It was Ed Balls who argued that we should loosen our grip on the deficit, but only for investment not consumption. The Tories now accept this principle in the same way as they accept that public spending boosts GDP, while austerity causes economic contraction. We make the arguments, they dismiss them, then they adopt them.
The problem with Ed Balls’ principle is that it apparently assumes that investment and consumption are a binary choice. One is by infrastructure investment, the other is public sector wages that have no long term value to the economy’s productivity. But a future of skilled workers and healthy people is just as good an investment as that on roads and bridges. The rule should be whether there is a productivity “pay off”.
Are the police not an investment? If crime is allowed to become established and institutionalised it costs ten times as much to regain control later. Should we allow the murder rate to rise, knowing the effect this would have on future generations, on the logic that we don’t want to land them with the bill? The ongoing fight against crime is also an investment in our economy, since companies and workers are victims as well.

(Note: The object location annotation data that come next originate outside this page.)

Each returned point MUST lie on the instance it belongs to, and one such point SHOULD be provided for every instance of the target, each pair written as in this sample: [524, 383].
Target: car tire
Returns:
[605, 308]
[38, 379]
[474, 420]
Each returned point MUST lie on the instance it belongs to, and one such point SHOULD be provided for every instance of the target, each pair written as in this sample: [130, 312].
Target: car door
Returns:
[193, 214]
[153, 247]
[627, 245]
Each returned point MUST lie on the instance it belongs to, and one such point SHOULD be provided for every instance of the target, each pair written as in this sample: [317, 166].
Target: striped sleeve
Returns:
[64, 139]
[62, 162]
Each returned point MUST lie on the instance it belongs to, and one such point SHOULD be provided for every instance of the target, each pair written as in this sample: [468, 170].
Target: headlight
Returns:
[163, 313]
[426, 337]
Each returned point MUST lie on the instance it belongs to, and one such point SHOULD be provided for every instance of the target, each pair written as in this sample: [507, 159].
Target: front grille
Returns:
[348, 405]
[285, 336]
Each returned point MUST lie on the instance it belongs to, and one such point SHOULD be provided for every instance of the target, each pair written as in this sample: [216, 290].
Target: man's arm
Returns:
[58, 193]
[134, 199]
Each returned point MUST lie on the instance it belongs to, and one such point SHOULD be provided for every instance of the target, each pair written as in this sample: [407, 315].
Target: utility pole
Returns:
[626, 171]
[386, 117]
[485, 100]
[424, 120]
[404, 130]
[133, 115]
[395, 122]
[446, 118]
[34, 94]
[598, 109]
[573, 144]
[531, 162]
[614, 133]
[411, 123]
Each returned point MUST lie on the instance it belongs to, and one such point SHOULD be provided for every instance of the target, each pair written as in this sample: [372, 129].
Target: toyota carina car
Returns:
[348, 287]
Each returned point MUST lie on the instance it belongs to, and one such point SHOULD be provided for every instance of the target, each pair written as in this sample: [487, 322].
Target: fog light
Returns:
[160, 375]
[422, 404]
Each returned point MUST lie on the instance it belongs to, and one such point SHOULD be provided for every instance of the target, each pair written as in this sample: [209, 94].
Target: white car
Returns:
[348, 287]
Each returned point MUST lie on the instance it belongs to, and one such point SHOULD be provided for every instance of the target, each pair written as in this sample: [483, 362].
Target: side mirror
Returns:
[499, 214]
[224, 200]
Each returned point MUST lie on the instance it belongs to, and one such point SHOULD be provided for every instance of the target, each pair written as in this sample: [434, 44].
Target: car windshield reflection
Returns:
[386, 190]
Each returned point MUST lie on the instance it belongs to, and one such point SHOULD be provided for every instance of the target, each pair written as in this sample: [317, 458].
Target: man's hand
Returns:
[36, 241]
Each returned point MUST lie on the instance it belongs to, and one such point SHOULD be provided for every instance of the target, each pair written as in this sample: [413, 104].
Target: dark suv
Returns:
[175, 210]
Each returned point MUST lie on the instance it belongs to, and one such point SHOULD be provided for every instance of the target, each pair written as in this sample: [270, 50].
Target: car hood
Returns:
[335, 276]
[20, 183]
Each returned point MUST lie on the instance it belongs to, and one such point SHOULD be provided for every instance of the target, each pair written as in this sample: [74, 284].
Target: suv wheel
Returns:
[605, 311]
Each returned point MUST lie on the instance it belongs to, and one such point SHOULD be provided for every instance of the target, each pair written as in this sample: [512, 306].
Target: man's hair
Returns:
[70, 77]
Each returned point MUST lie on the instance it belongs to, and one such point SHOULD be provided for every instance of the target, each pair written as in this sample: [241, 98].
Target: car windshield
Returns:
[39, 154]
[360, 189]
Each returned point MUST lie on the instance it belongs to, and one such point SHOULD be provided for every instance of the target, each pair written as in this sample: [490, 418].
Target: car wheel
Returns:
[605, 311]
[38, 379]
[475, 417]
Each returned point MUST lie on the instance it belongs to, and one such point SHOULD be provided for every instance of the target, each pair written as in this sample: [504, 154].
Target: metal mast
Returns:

Should this be regarded as consumption or investment?
The 2010 discussion on austerity versus a Keynesian approach was rather faulty on both sides because both Gordon Brown and George Osborne believed we were going through a temporary slowdown. Ten years on from the credit crunch, and the downward pressure on wages continues. It wasn’t so temporary, but it will end eventually.
However Hammond’s remarks that recovery is just around the corner have no basis. He sounds like Norman Lamont discovering his green shoots. These remarks do not lend him credibility. He should learn to understand the cause.
The internet and globalisation are pushing down wages and interest rates. If a British company can outsource their accounts to India then a bunch of British accountants are out of a job and willing to work for less money to get back in work. This downward pressure on wages is not easing yet.
The first consequence of this low wage period is the low tax take. The second consequence is that interest rates are being pushed down along with low wages. This means that the massive debt the Tory government has created has an incredibly low repayment. The total interest payments on government debt are about the same as that paid by Brown when he became chancellor in 1997. In other words the principle sum is huge but the repayments are perfectly affordable. And it is the repayments that matter.
If we wait for wages to start rising, then interest rates will rise at the same time. Then we will have missed the opportunity to borrow at rock bottom rates. A future generation will have to borrow at great expense to fix all the stuff we didn’t do because Hammond said he didn’t want to land them with debt. They will not be grateful.
It’s not a question of whether the deficit increases or decreases. It is a question of whether the public finances are under control. Losing control of the nation’s finances would be a terrible thing and, if we are to win the big arguments, Labour should work hard to persuade voters that we fully understand this.